MOOSE Newsletter (August 2021)

AD Scalar Kernels

Scalar kernels can now use automatic differentiation (AD). While AD is not necessary for systems of ordinary differential equations (ODEs) involving only scalar variables (due to the exact Jacobians offered by ParsedODEKernel, for example), ODEs involving contributions from field variables greatly benefit from AD. For example, an elemental user object may compute an ADReal value from field variable(s) on a domain, which then may be used in a scalar equation.

To create an AD scalar kernel, derive from ADScalarKernel and implement the method computeQpResidual(). As a caution, if using user objects to compute ADReal values, be sure to execute those user objects on NONLINEAR to ensure the derivatives in the ADReal value are populated.
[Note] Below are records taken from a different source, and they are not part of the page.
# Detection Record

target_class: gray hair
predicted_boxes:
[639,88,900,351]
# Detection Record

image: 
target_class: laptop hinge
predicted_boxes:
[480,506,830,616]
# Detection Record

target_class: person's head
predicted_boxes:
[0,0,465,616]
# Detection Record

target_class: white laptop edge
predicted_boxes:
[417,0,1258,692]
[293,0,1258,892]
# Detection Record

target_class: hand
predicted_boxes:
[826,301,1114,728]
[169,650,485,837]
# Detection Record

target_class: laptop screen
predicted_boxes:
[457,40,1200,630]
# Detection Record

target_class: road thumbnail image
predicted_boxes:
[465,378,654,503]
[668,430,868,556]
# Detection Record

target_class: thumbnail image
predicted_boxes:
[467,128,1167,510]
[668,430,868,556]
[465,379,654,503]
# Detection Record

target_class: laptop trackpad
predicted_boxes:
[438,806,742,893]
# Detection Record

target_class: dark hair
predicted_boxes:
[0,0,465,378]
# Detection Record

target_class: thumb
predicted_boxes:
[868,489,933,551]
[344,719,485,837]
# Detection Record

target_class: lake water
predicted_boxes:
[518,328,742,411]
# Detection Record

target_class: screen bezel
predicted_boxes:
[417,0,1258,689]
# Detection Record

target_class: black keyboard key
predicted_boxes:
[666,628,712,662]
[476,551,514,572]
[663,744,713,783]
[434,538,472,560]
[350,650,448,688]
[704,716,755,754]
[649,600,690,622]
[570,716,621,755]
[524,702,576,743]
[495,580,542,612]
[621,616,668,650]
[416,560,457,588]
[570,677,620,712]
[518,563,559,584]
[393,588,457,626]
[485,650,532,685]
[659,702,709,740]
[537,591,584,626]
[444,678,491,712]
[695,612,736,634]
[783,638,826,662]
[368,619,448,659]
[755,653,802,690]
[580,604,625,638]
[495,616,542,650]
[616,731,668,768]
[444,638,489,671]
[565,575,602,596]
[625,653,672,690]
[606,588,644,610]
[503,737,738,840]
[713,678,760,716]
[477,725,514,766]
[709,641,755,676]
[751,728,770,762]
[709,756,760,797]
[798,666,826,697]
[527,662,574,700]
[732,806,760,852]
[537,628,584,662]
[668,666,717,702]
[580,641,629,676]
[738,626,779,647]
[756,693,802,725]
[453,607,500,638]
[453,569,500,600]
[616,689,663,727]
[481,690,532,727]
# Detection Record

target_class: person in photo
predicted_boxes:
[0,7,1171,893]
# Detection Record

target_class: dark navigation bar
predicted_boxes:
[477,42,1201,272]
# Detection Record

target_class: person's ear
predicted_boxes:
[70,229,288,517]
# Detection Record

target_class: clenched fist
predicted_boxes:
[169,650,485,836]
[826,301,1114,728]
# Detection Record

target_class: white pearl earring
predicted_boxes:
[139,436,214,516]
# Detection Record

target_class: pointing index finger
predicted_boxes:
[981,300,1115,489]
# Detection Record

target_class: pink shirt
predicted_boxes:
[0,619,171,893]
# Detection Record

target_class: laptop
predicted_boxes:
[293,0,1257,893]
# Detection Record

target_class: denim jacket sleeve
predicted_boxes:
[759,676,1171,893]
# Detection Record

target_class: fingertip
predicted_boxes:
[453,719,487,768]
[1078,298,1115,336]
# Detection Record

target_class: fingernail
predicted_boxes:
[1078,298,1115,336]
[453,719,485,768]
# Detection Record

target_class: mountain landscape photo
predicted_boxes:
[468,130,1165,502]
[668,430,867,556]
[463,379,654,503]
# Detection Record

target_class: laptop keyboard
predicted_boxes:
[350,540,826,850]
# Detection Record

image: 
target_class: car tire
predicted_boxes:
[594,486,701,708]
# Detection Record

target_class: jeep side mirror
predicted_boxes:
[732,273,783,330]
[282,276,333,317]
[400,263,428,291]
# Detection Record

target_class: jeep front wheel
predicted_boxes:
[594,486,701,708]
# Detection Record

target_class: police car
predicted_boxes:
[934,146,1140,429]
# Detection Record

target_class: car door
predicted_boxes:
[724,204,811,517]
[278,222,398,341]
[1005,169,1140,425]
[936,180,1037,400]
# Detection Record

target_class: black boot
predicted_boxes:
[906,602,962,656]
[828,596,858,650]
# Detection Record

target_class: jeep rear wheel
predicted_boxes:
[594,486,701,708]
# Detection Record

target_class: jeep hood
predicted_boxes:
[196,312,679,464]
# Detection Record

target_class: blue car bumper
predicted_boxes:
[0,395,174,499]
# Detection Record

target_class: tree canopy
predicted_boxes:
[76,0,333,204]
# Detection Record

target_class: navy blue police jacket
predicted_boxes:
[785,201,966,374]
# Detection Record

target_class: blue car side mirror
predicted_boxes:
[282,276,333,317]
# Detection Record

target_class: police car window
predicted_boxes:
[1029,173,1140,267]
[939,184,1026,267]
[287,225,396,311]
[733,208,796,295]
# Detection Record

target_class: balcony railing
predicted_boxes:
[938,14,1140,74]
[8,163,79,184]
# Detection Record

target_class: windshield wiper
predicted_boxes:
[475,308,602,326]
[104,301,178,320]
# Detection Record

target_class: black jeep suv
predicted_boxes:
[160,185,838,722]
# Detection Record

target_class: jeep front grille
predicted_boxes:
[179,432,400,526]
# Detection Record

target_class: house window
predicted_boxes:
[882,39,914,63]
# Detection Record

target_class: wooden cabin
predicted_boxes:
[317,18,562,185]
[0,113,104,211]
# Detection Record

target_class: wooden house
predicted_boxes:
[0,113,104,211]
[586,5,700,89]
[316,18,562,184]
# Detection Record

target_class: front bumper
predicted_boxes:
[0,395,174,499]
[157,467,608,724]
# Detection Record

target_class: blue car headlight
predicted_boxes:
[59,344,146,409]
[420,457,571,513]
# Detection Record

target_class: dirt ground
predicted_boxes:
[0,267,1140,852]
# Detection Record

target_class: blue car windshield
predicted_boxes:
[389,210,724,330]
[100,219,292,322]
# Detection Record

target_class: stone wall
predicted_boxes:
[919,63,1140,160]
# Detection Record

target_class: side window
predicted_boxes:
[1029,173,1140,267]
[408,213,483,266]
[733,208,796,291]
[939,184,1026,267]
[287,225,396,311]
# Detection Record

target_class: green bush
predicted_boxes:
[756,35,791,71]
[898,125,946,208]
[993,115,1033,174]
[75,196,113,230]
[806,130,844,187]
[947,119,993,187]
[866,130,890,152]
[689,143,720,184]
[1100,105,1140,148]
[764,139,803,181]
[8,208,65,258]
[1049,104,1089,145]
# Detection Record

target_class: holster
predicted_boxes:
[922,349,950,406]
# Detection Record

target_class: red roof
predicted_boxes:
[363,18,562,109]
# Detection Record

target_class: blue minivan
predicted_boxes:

Multiple Content Configurations in MooseDocs

MooseDocs is now capable of translating multiple sets of markdown (MooseDown) and other file contents that each use unique and independent configurations, i.e., each with their own instances of readers, renderers, executioners, and extensions. This means that pages of a website may appear and function very unalike from each other, yet build together still by a single './moosedocs.py build --serve' job and be served under the same home address. Think of this feature as the ability to combine many websites into one. For example, the main MOOSE website and the MOOSE Workshop can now be built together even though they are translated from MooseDown to HTML in a much different way and require separate styling and JavaScript methods. Another example is two pages could use two different main menu bars or different executables and instructions for retrieving application syntax.

Most notably, this new feature provides the ability to cross-link between the content sets using the AutoLink Extension. The build routines assume that there's no difference between pages of different configurations, including while making edits during a live reload, and the user can assume that interactions between pages work exactly the same as they always have. The MooseDocs Configuration page was revised to reflect these changes, namely, please see the Content Across Multiple Configurations section to learn how to take advantage of this new system.

Improvements to Navier Stokes Flow capabilities

  • Thermal boundary conditions, including radiative and convective heat transfer boundary conditions, were reworked to support primitive, mixed, and conservative variable sets for fluid flow.

  • Initial conditions for conservative variable sets were added. This allows for a simple initialization of density, energy and momentum from temperature, velocity and pressure.

Bug Fixes and Minor Enhancements

  • In ExplicitSSPRungeKutta, a bug was fixed where a segmentation fault was occurring in some corner cases when using automatic differentiation, due to calling computeADTimeDerivatives before initializing some stage data, even though in these cases, the resulting value is not used. Now, a quiet NaN is returned instead of trying to use an invalid pointer.

  • When using time integrators deriving from ExplicitTimeIntegrator, if solve_type was set to anything other than LINEAR, a segmentation fault would occur. Now, an error message is given instead.

  • Missing class documentation was added for actions and auxiliary kernels.

  • When a block or boundary is misspelled, the code will now output the name of the block or boundary in addition to a newly generated id, which will simplify the search for the issue.

  • Dependency resolution between user objects and auxiliary kernels will now be cognizant of their respective execution flags.

  • If the dependency resolution between user objects and auxiliary kernels is known to fail in a given case, incorrectly executing the user object before the auxiliary kernel, a force_postaux boolean parameter to the user object may be used to re-establish the correct order.

Optional-parameter additions for mesh uniform refinement

  • skip_deletion_repartition_after_refine instructs moose to skip remote-element deletion and mesh repartition. This parameter is off by default. If the flag is true, uniform refinements will run more efficiently, but at the same time, there might be extra ghosting elements. The number of layers of additional ghosting elements depends on the number of uniform refinement levels. This flag should be used only when you have a fine enough coarse mesh and want to refine the mesh by a few levels. Otherwise, it might introduce an unbalanced workload and a large ghosted domain.

  • skip_refine_when_use_split instructs moose to skip uniform refinements using pre-split meshes. The motivation of adding this parameter is to uniformly refine pre-split meshes to enable high-fidelity simulations when setting the parameter to be false.

Load command-line arguments from files for multiapp

An input-file parameter cli_args_files was added to load additional command-line arguments for the multiapp system from files. The parameters are populated to sub-applications during their creations. That is useful when we want to populate different parameters for each sub-application, and the total number of sub-applications is large. Otherwise, the input file will not be manageable if we add thousands of parameters directly to the input file.